The rose plays the same role in the West that the lotus plays in the Orient. Both blossom, producing many thousands of petals, and represent the highest stage of consciousness.
The rose is often a symbol of the self. As a well-known symbol of love, it points to the dreamer’s feeling of security and suggests that he should be more open to love.
The Greek word rodor for rose came from the ancient Greek word for “flowing,” which may have been coined to convey the flow of fragrance from this flower. But this never-ending flow of fragrance from the rose also shortens its life, causing it to wilt rapidly. Because this magnificently flowering, fragrant blossom wilts so fast, it is also considered a symbol of death.
The rose also points to the world beyond, which is the reason that the Catacombs in Rome are decorated with garlands of roses.
The rose also is the harbinger of death in the Oraclesy and it is reported that a few days before their death, bishops would find a white rose on their chair.
The belief in the death-announcing rose has influenced customs in England and Germany, where people have been reluctant to bring roses to a sick person. And if a rose bush produced a green rose—that is, when the petals turned green—as English folklore had it, a family member would die.
It is not only in England that the rose is connected with death. As far back as ancient Rome, every year a festival of the roses was celebrated where the dead were honored. Graves were decorated with wreaths made from roses.
Since time immemorial, what happens in the presence of the rose is not talked about. In antiquity, when a rose was suspended above the table, the meal was taken “sub rosa,” as it was called then, which means that absolutely nothing from the conversation was repeated after the meal.
The early Christians took up this symbolic tradition: the presence of a rose indicated that silence was to be observed when heathens were among them.

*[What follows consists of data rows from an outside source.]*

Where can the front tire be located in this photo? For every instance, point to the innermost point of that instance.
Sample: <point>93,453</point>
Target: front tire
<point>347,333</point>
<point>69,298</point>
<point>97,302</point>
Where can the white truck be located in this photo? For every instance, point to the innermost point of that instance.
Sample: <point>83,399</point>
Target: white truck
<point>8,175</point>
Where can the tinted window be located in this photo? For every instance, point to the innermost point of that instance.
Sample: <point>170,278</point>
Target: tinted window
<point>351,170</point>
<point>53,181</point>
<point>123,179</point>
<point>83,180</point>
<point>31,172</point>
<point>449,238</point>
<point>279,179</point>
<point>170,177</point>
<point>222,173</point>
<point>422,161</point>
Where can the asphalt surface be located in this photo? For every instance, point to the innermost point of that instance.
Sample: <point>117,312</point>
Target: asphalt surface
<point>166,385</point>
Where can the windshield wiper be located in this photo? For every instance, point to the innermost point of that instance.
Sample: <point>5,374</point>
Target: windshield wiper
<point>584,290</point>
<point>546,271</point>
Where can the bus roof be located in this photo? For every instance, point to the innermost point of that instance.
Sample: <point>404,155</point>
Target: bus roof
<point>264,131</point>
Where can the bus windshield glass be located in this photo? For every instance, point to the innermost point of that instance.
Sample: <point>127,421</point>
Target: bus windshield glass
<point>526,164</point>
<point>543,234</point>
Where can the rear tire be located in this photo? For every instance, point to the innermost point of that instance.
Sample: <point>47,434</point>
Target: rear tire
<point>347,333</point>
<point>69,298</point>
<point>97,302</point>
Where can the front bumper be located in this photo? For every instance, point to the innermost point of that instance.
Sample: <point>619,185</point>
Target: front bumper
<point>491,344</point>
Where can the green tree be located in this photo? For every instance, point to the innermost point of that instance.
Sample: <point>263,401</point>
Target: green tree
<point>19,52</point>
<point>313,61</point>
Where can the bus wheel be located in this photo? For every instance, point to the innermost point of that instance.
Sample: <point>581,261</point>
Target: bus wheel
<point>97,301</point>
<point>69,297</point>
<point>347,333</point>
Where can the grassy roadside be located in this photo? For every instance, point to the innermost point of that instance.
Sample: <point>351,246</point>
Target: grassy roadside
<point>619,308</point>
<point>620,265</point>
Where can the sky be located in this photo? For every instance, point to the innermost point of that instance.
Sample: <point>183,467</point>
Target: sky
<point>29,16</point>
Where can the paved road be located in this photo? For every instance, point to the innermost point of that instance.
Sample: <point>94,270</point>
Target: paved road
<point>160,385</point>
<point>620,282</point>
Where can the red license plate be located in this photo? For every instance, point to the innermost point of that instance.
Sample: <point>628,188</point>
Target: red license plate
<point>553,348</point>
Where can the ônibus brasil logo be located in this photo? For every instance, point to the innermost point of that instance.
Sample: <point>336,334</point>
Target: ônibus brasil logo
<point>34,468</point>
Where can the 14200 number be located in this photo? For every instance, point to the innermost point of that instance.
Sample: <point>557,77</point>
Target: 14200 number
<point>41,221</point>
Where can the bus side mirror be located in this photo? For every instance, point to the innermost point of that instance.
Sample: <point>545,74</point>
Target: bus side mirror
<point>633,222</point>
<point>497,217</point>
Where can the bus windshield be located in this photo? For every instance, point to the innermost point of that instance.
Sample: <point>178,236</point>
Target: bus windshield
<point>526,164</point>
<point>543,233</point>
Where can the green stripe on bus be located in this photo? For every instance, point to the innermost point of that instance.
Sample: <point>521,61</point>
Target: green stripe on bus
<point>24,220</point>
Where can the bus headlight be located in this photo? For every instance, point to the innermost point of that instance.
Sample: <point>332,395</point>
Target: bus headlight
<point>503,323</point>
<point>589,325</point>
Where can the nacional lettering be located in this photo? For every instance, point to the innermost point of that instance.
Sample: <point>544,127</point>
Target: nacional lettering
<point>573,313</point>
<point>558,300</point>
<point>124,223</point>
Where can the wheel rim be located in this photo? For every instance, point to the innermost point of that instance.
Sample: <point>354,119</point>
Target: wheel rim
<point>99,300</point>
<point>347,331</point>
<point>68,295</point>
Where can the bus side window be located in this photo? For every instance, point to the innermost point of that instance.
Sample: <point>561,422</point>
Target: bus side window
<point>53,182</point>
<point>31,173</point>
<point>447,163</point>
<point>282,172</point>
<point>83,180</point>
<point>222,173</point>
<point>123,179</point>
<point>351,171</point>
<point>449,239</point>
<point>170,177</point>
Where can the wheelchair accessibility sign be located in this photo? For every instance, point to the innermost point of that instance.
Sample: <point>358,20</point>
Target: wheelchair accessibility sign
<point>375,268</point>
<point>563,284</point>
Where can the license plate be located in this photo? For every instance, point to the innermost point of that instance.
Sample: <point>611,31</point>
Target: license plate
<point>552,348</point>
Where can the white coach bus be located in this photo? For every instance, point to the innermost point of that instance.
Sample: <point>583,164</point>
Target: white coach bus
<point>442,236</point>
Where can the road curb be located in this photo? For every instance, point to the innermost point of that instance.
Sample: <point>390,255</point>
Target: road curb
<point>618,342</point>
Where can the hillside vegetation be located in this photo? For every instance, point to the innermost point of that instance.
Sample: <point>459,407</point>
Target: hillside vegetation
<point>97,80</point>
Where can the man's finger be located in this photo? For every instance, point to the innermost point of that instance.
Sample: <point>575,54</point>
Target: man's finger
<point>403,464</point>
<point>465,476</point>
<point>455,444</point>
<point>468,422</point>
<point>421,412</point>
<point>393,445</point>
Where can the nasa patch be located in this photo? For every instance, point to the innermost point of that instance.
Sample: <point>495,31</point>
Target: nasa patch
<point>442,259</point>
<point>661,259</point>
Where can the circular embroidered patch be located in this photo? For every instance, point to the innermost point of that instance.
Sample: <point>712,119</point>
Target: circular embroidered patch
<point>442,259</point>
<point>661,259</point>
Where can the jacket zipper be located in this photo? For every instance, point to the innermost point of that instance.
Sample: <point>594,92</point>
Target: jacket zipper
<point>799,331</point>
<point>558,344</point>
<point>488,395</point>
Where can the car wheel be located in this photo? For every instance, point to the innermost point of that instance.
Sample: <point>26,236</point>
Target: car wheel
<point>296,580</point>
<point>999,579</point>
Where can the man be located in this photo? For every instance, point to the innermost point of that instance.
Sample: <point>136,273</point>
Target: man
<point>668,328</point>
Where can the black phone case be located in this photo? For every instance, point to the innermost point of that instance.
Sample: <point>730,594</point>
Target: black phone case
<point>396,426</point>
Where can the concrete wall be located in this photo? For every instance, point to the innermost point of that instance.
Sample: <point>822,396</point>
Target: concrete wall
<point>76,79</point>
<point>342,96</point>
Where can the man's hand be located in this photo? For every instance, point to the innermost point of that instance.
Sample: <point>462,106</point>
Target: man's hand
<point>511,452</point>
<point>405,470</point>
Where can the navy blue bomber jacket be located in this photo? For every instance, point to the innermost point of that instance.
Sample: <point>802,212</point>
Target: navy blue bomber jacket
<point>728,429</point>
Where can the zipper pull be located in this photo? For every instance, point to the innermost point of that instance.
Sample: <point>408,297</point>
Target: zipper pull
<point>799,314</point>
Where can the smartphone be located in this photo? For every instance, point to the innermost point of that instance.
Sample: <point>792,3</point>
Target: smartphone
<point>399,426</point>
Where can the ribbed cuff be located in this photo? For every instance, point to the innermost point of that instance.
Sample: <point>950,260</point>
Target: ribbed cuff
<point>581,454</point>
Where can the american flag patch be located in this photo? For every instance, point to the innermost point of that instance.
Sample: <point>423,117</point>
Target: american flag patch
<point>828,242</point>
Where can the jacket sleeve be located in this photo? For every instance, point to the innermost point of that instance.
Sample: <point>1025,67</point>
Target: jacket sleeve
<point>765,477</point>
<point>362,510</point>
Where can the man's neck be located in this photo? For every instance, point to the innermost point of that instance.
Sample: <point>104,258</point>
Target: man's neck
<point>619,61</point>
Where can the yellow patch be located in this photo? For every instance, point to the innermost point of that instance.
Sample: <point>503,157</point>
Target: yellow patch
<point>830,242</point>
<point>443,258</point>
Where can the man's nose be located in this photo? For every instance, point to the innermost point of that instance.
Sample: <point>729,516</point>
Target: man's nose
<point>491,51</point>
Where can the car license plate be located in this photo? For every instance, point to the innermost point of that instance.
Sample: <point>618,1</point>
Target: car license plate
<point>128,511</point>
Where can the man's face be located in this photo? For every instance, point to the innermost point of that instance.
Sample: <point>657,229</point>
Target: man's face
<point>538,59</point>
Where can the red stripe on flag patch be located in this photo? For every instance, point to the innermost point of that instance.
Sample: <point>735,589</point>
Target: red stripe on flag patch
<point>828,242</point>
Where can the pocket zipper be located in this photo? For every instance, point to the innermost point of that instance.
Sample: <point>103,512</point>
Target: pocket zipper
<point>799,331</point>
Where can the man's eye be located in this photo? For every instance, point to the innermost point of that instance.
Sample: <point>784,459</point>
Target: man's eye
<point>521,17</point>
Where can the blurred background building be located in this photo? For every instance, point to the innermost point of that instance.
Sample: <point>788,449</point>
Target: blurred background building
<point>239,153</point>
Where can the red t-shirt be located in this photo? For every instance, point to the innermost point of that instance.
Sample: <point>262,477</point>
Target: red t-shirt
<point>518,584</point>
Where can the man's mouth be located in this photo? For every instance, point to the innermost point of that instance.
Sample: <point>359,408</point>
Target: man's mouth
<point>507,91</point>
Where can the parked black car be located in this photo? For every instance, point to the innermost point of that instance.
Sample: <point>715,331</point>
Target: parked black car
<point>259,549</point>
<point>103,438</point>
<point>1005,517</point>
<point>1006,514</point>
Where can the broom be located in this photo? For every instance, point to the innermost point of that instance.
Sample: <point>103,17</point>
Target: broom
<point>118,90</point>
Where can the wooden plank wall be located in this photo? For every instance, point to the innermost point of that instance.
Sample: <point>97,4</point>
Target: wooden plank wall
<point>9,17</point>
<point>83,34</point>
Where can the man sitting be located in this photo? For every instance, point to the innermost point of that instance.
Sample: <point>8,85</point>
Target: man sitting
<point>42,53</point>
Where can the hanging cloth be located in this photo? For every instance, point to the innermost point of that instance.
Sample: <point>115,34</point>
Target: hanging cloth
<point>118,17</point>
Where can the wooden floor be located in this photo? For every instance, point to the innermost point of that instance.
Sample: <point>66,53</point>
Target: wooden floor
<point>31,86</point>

The rose as the symbol for silence continued into the 18th century, when, for instance, wooden roses were carved into the woodwork of the confessional and roses were also included in the stucco of the halls of the court.
The rose, like the lotus, is considered the perfect flower, which is one of the reasons why the Christian Church declared it to be the image of wisdom. This was instrumental in the rose becoming a symbol of Christ. Mary is also depicted as a rose, but a rose without thorns, because in Christian symbolism the thorns of the rose indicate sin, and Mary was free of sin.
The rose has something very mystical about it. Praying the rosary is considered meditation.
The Sufis pray with a drop of rose fragrance dabbed on the area of the “third eye,” because it is said that the rose cleanses and strengthens the spirit. In ancient Greece a wreath of roses was already thought to strengthen the mind.
The Roman Emperor wore a wreath of roses for the same reason. Romans wore wreaths made from roses during decadent outdoor feasts, because they hoped the roses would minimize the effects of too much drinking.
The rose as the image of a clear mind was also known to the alchemists, who connected the rose to the idea of deliverance. In Dante’s Paradiso the small group of saved sinners is pictured in the form of a white rose above which angels circle like bees. That the way to salvation is possible only through love is perhaps the most important lesson of the rose, the flower originally dedicated to Aphrodite, goddess of love. But that the rose also symbolizes flesh and blood is seen in the fact that Dionysus also claimed the rose to be his.
Time and again we hear about a rose bush that never stops blooming; about rose branches in a vase that for 70 years produced white blossoms; and about how the food for the poor that, in the basket of saints, is transformed into roses.
For those interested in the magic of the rose, we might also mention the Pentagram of the Rose.
If you connect the center of each petal with the center of the petal that comes after the next, you will form a pentagram, the foot of the Druids, the old magic figure that Faust wanted to use to overcome Satan.
The Greeks considered the long-lived, five-leaved rose bush, with the imprint of a pentagram, to be the symbol of the cycle of the Cosmos, which, according to Aristotle, is determined by the five elements (fire, water, earth, air, and ether). Also, the Rosicrucians see the rose as a symbol of hidden wisdom, using it as a symbol in their cross.
The color of the rose is also important.
A wilted rose is a sign of a relationship gone bad. According to Jung, the rose is always the symbol for wholeness, representing, in the form of the mandala, a symbol for the order of the world.